Il faut s'entendre sur l'expression « vie politique ». S'il s'agit de ce à quoi nous avons assisté depuis plusieurs semaines, c'est le Cirque Pinder pour moi. La vie politique, c'est précisément ces hommes et ses femmes, qui, contre toutes attentes, fabriquent l'Histoire en prenant des voies obliques, des voies déviantes. Nous entrons dans le XXIème siècle, qui sera bien plus différent du XXème, que celui-ci ne l'a été du XIXème.
Dans Le Théâtre des opérations, en 1999, vous écriviez « Naître et ne pas être, telle est notre condition. » Le XXème siècle fut celui de l'existentialisme, le XXIème sera celui de l'inexistentialisme ?
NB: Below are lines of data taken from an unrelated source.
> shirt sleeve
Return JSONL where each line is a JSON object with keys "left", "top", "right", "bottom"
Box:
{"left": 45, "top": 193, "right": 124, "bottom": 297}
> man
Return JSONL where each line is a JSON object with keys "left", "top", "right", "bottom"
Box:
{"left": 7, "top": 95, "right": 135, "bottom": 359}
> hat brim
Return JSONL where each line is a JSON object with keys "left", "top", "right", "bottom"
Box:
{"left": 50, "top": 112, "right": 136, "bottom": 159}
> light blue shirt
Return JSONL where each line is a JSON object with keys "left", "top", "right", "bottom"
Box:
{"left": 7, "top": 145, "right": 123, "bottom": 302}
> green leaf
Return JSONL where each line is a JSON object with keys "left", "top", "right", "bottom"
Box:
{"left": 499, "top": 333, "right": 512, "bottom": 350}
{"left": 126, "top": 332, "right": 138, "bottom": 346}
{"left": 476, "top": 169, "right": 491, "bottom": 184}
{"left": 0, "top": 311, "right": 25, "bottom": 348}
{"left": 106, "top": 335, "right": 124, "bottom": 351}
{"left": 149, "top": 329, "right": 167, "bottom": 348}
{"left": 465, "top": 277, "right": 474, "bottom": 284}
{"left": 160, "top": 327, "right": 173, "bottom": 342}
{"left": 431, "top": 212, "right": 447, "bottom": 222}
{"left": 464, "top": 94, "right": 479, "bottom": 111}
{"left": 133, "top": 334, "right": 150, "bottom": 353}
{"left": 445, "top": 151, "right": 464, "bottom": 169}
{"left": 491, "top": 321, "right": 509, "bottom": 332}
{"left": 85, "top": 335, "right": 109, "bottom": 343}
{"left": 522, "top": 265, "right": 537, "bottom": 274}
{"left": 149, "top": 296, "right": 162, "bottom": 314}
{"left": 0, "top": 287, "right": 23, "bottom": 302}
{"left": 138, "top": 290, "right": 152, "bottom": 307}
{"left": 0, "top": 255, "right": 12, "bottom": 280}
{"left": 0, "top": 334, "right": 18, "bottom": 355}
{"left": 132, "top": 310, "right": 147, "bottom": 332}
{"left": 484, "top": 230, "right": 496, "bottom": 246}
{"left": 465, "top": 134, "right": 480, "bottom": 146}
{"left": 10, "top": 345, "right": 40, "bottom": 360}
Cela fait partie du programme subliminal des grandes institutions mondiales que de nous précipiter vers la non-existence politique, encore une fois. Nous sommes face à une tentative métahistorique de remettre en question l'homo politicus, tel qu'il a été conçu au moins depuis Sumer. On peut même remonter au-delà, jusqu'à l'homo sapiens, sapiens faber. L'entreprise est terriblement dangereuse, mais dotée de l'intelligence démoniaque de prétendre œuvrer pour le bien de l'humanité. Le nazisme annonçait la couleur, là nous sommes face à quelque chose où tout est relatif : le Kosovo est équivalent aux États-Unis, la Somalie du Sud sera équivalente à la Russie, etc… Même la France pourrait, à terme, pourrait être divisée en plusieurs grandes régions, avec une gouvernance économique. La politique est là-dedans, mais il faut la chercher : elle est dans les conseils d'administration de l'ONU.